Pour cerner l'origine du «
malaise » de l'homme civilisé, il s'appuie sur l'hypothèse, introduite dans Au-delà du principe de plaisir (1920), d'un
dualisme fondamental du psychisme humain, divisé entre les pulsions de vie (pulsions sexuelles et d'autoconservation)
et les pulsions de mort (pulsions d'autodestruction et d'agressivité).

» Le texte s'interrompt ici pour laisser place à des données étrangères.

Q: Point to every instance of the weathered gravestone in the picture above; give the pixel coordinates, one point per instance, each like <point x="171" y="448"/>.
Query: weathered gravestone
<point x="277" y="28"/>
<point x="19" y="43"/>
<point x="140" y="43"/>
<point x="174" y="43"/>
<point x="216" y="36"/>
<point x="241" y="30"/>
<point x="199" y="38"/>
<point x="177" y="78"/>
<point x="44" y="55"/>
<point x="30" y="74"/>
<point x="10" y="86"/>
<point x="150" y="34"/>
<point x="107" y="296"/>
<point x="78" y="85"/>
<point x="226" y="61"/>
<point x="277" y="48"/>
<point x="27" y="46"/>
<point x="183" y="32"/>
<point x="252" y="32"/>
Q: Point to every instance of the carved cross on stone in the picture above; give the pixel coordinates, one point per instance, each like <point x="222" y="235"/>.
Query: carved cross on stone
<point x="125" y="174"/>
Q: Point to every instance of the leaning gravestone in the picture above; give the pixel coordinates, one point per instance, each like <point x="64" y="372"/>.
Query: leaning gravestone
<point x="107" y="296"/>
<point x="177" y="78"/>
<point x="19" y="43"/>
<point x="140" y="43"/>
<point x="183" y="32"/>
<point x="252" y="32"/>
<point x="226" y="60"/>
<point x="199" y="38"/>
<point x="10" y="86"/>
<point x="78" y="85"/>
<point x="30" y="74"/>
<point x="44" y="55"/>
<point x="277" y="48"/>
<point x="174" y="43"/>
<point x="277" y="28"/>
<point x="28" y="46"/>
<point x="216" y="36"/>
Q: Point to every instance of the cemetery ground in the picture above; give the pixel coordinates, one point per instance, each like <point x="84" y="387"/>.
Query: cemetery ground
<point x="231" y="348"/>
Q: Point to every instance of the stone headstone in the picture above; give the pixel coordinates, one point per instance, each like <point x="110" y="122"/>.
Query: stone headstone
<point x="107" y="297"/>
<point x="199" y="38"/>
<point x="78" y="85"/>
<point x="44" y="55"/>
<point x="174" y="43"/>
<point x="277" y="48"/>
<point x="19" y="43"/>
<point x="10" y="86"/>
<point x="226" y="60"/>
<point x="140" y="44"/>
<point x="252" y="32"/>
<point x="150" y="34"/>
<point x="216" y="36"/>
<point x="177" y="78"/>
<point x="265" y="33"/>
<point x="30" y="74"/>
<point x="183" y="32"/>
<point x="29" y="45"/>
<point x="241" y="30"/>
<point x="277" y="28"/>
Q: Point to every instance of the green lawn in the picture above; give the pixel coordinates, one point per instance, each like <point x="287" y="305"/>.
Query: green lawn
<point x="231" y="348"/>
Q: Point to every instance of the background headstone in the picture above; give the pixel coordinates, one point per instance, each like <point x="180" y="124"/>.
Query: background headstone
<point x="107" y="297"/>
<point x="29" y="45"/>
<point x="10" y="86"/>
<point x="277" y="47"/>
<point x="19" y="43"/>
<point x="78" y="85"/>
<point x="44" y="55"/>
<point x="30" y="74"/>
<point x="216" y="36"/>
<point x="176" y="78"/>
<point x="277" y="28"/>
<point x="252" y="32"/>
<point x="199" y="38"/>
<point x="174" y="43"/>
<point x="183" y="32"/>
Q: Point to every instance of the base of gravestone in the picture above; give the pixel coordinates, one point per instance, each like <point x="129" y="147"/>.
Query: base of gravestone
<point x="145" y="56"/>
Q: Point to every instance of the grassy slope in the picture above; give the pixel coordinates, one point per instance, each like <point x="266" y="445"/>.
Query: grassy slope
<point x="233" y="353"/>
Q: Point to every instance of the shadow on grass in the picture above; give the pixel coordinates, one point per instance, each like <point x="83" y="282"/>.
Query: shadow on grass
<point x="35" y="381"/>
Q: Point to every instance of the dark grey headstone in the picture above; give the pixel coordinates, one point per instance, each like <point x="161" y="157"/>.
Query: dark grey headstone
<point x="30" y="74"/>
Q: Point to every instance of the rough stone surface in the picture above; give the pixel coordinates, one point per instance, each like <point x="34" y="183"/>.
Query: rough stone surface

L'interprétation du développement de la culture
comme la transposition, à l'échelle de l'humanité, du combat entre Éros et Thanatos permet à Freud d'en montrer toute
l'ambiguïté : la répression du penchant à l'agression et la promotion de l'amour du prochain sont difficilement
conciliables avec l'épanouissement individuel car elles restreignent considérablement les possibilités de satisfaction des
pulsions.
Cette analyse marquera profondément la pensée du XXe siècle, en inspirant notamment Éros et Civilisation
(1955) d'Herbert Marcuse.
"L'homme n'est point cet être débonnaire, au coeur assoiffé d'amour, dont on dit
qu'il se défend quand on l'attaque, mais un être, au contraire, qui doit porter au
compte de ses données instinctives une bonne somme d'agressivité.
Pour lui, par
conséquent, le prochain n'est pas seulement un auxiliaire et un objet sexuel
possibles, mais aussi un objet de tentation.
L'homme est, en effet, tenté de
satisfaire son besoin d'agression aux dépens de son prochain, d'exploiter son
travail sans dédommagements, de l'utiliser sexuellement sans son consentement,
de s'approprier ses biens, de l'humilier, de lui infliger des souffrances, de le
martyriser et de le tuer.
Homo homini lupus : qui aurait le courage, en face de tous
les enseignements de la vie et de l'histoire, de s'inscrire en faux contre cet adage ?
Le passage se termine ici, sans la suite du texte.